[EMAIL PROTECTED] wrote:
> amos shapira wrote:
Maybe using poll(2) will help you around that (I also heard that poll is
generally more efficient because it helps the kernel avoid having to
re-interpret the syscall parameters on every call).
this is interesting. can anyone provide more info on this?
the problem with select, is that it is unable to optimize handling of
'holes' in the file descriptor set.
suppose that you need to select on file descriptors 2 and 4000.
you need to pass info about all file descriptors up to 4000 (i.e. many
'0' bits, and only two '1' bits, in the different select sets).
with poll, you pass an array of the descriptors you care about. so the
size of the array is proportional to the amount of descriptors you are
interested in, while with select it is proportional to the numeric value
of the largest descriptor you are interested in.
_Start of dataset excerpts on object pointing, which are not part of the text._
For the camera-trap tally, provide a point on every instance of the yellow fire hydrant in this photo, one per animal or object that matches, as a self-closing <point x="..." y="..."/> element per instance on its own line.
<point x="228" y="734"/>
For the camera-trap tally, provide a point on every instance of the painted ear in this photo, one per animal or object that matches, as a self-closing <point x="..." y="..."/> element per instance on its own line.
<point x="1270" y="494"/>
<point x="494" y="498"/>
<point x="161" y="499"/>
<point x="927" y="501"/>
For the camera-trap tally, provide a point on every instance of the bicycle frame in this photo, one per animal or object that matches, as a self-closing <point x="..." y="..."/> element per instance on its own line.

note that this is relevant only for applications that have many open
sockets.
when you use poll, you can use the trick of having 2 theads - one polls
on "idle" sockets (i.e. sockets that did not have I/O in the last X
seconds), and one listens on 'active' sockets (i.e. sockets that had I/O
in the last X seconds). this avoids the major problem with both select
and poll - that after an event on a single socket, the info for all the
sockets has to be copied to user space (when select/poll returns), and
then to kernel space again (when invoking poll/select again).
i think that people added epoll support in order to avoid waking the
poll function altogether - by receiving a signal form the kernel with
the exact info, instead of having to return from poll.